Saturday, February 02, 2008

A Patient Like Me!


Once upon a blog time, I wrote a post called "A Shrink Like Me!" I think it was about how patients sometimes just assume that I share their beliefs-- often political (ah, this Maryland, so you're mostly safe to assume someone's a Democrat), sometimes religious, often ethical beliefs and ideals.

So in honor of that thought, I titled this A Patient Like Me, but it also could have been Hard To Hear.

Paul Weston, our sometimes hot psychotherapist from HBO's In Treatment series (--you do know I've been watching that, yes?) talks to his own therapist/supervisor/person-he-likes-to-fight with about his difficult week as a therapist and he mentions that he is disgusted by the fighter pilot who bombed an Iraqi schoo,l killing 16 children. Paul has pried the man and he's cavalier, remote, says he was on a mission and followed orders-- clearly this was a mistake, the building was believed to be something other than a school-- and in his soldierly world, he'd followed orders. What's so troublesome is his apparent lack of remorse, his ease in living with himself afterwards, his ability to be so okay with the death to innocent young life that he has caused. To look at the surface, of course it's disturbing, though the man walks out the door to board a plane to Iraq. He is headed back to the site of his sin, and it's not so unusual for people to feel a need to return to a setting in which they were traumatized. Alex is just too macho to admit to either Paul or himself just how traumatized he is. His remorse surfaces in it's own way. He continues to deal with the damn spot, even if he washes his hands secretly.
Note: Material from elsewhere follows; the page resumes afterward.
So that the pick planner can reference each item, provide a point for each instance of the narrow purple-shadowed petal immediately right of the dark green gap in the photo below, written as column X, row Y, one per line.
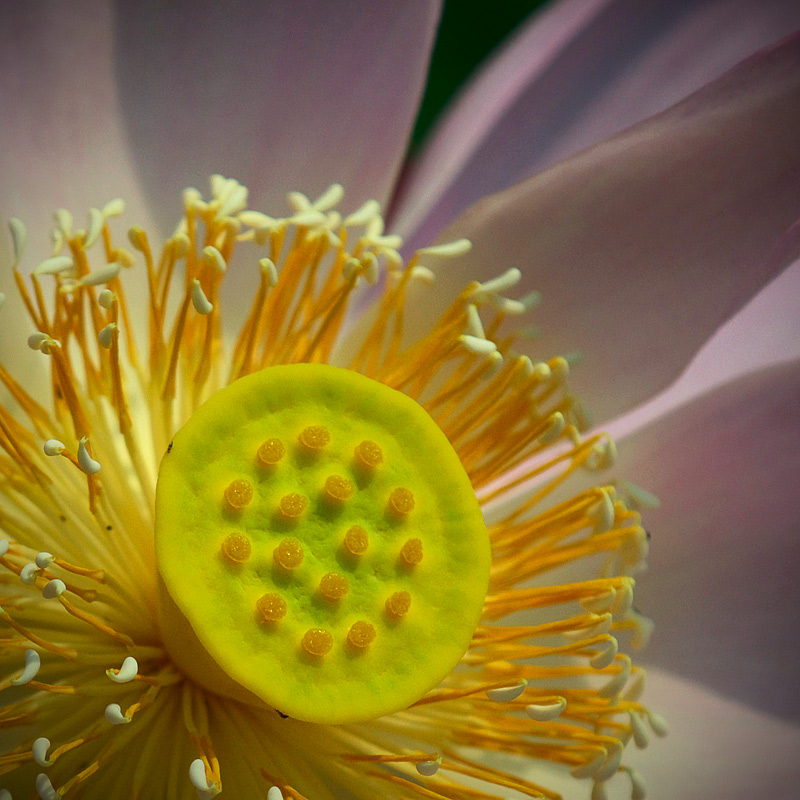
column 573, row 76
Hard to hear. I sometimes have patients who talk about things that make me cringe. Early in my blog life, I wrote about my discomfort listening to criminals. As a resident, I briefly rotated through a inpatient unit for sex offenders, and sometimes their issues aren't about angst over their attractions, but simply how to stop doing them because they get in trouble. There are pedophiles who either don't believe that they've injured a child, their mission is to stop offending so they won't go to jail, and sometimes they'll talk about their deeds in a way that lacks insight and seems monster-like (please note, this is not always the case, simply an observation I made from a very short time on this unit).

So it's hard when someone comes in and talks on and on about beliefs that make me uncomfortable. Baltimore is a city with many tensions. There was a time, I'm told, where the a pool I go to had a sign "No Dogs or Jews" (this was prior to my birth and the pool's neighborhood now seems to have a dog in every household and a Jew in many). There are tremendous racial tensions. People have strong feelings about same-sex marriage and legalized gambling. While I don't really care so much if my patients have different feelings than I do about slot machines, well, sometimes it's hard if someone goes on and on, and even session after session, degrading something or someone I believe in or love.

Sometimes I just sit there. It's therapy, my job isn't to convert someone's thoughts to my own, it's to be as comfortable as they can be in their lives. And often people who rant about despicable things have no one else to listen to them. Sometimes they live very void lives-- no one else wants to hear it either. They know their views are unpopular, I sometimes wonder if they're Trying to make me uncomfortable, or if they really assume I share their opinions.
Mostly, I figure they need a place to vent. Sometimes it's hard to hear and I'd rather listen to a patient like me.

3 comments:

Anonymous said...

Maybe they suspect that their views might be extreme and even irrational and they want to bounce those ideas off you to see if that's really the case. Maybe they want your help in disentangling themselves from their irrational thinking patterns.

Anonymous said...

I can understand these feelings. At my internship, I have many clients who are mental ill, substance abusers, and with personality disorders.

The most troubling is that the people I like the most in shallow, surface ways, sometimes reveal the monsters inside.

More often, things are more complicated. Many of my clients have done some very very hard drugs. Mainlining things that I never knew could be injected.
Many of these clients have done lots of really awful crap at the height of their addiction.

Now they are sober, and my job is to help them forgive themselves.

However, not everything is as in seems. I had one guy in a MICA group tell me very proudly that he just quit smoking....

He didn't mention to me that he was currently doing heroin...

Sara said...

Aaaaaaaaaa so hard to not tell a spoiler! Keep watching!